According to Dr. Mahajan, the HUP programme is testing out some principles and approaches of proposed National Urban Health Mission with the purpose of generating evidences. In the cities of Delhi, Agra, Jaipur, Pune and Bhubaneshwar, a total of 287 slums/shanty towns have been identified in which HUP programme works in association with local non-government organisations to mobilise the community to utilise existing infrastructure by developing their own tools.

Ramnagar’s bindi map is one such tool. Madhu, the feisty 50-year-old president of Ramnagar MAS, says, “We are a group of 12. Each one of us supervises 10-12 households. To make things clear, we have made a map with different coloured blocks that represents each member’s area of supervision.”

During their regular visits, whenever an MAS worker comes across a pregnant woman, she puts a small red bindi on the map. For an infant, it’s a big red dot. “As time progresses, we keep ensuring that the women and children get immunised, and keep putting white dots on the red bindis . We can also track deliveries through this method,” adds Madhu.
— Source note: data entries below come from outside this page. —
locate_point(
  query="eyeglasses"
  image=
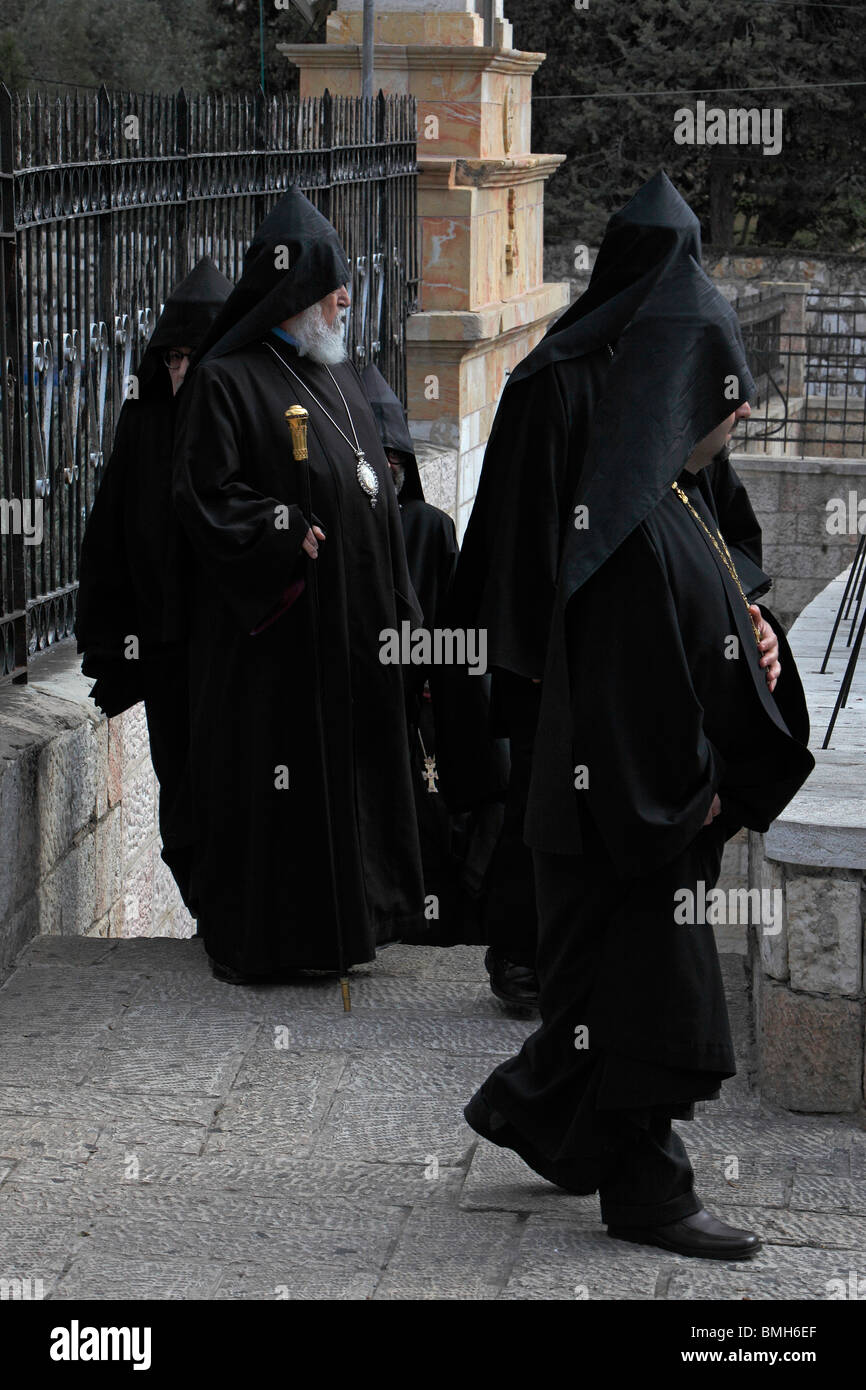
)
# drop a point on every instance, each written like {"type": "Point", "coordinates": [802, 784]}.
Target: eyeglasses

Ever since they got together, around a year ago, she reveals that the number of institutional deliveries in their slum has gone up.
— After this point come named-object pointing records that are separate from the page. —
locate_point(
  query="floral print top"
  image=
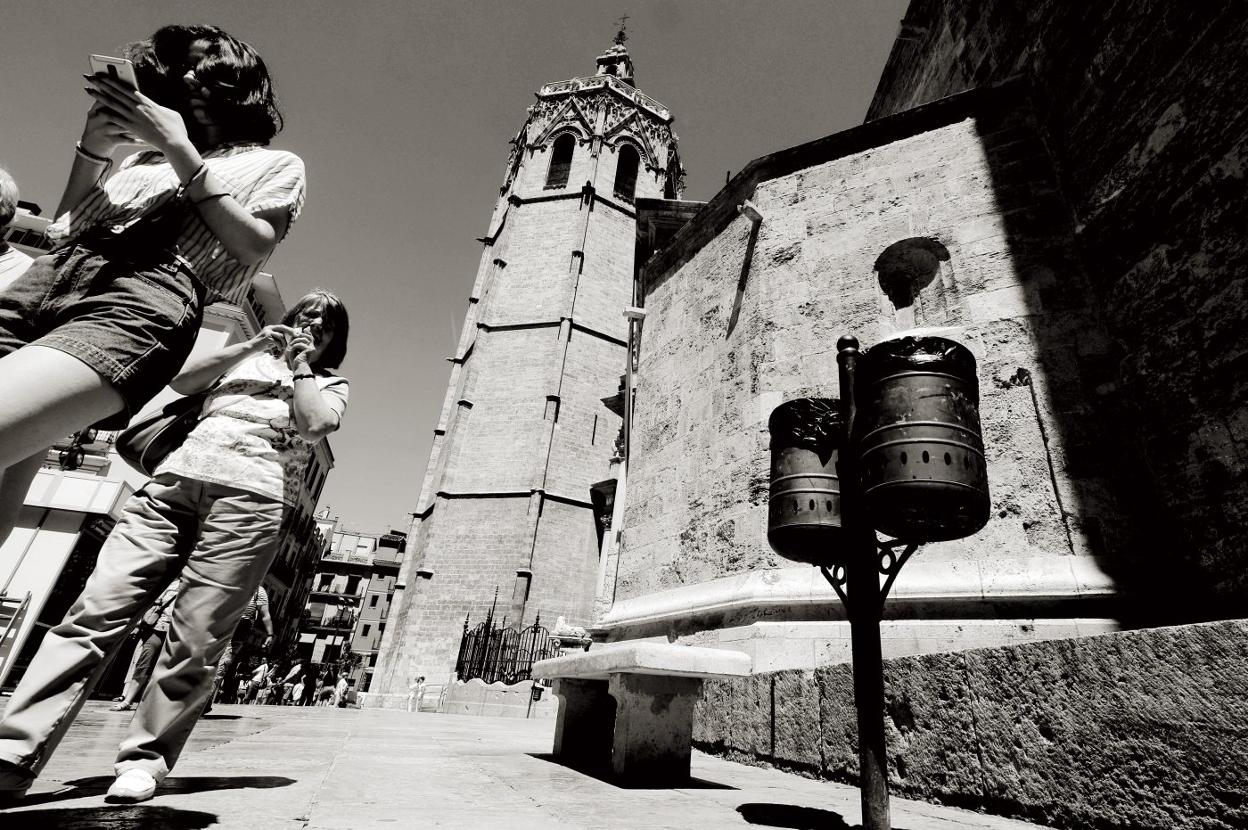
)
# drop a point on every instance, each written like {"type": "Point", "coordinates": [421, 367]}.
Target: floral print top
{"type": "Point", "coordinates": [247, 437]}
Besides devising the effective bindi map, the MAS also interacts with community women on issues related to maternal and child health. But to ensure that its discourse on good practices doesn’t remain mere rhetoric but is internalised, it has developed its own version of the popular board game, ‘Snakes and Ladders’. The game has been designed in such as way that every good practice leads a pregnant woman to climb up the ladder while a bad one pushes her towards the snake’s mouth. The MAS group reports to a link worker, who is akin to an Accredited Social Health Activist (ASHA) in National Rural Health Mission. Picked from within the local community, it’s this link worker who facilitates the group. While the link worker and the cluster coordinator are on the payroll of the NGO, the MAS members are volunteers. The idea, Dr. Mahajan explains, is that after the project ends, the group continues their work because it is motivated to make a difference in the community and not because of any economic incentive.

“Ramnagar’s MAS members are really motivated. They are all literate and work independently, although we do meet at regular intervals,” says Suman, the link worker for Ramnagar, who has to supervise 500-600 households.

For the MAS women, their journey to “do something worthwhile” has not been easy. Recalls Poonam, “The first time I told my husband that I was going to attend such a meeting, he beat me up.” A mother of five, she, however, refused to be cowed down and attended the meeting nevertheless. “I knew it will benefit all of us, my children too. Later, when the results of our work started showing, my husband’s stance softened. Today, he is on my side,” she says. Like Poonam, many other women of the group have had to face abuse from family members and others in the beginning.

According to Madhu, what helped change the community’s attitude was the corpus fund built through the contributions of members, “We collected Rs. 20 per member every week and once we had a sizeable amount, we started giving loans to anyone in the community, levying a small interest of Rs. 5 every month. Our only condition — it had to be for health reasons.” The group has lent more than Rs. 9,000 till date.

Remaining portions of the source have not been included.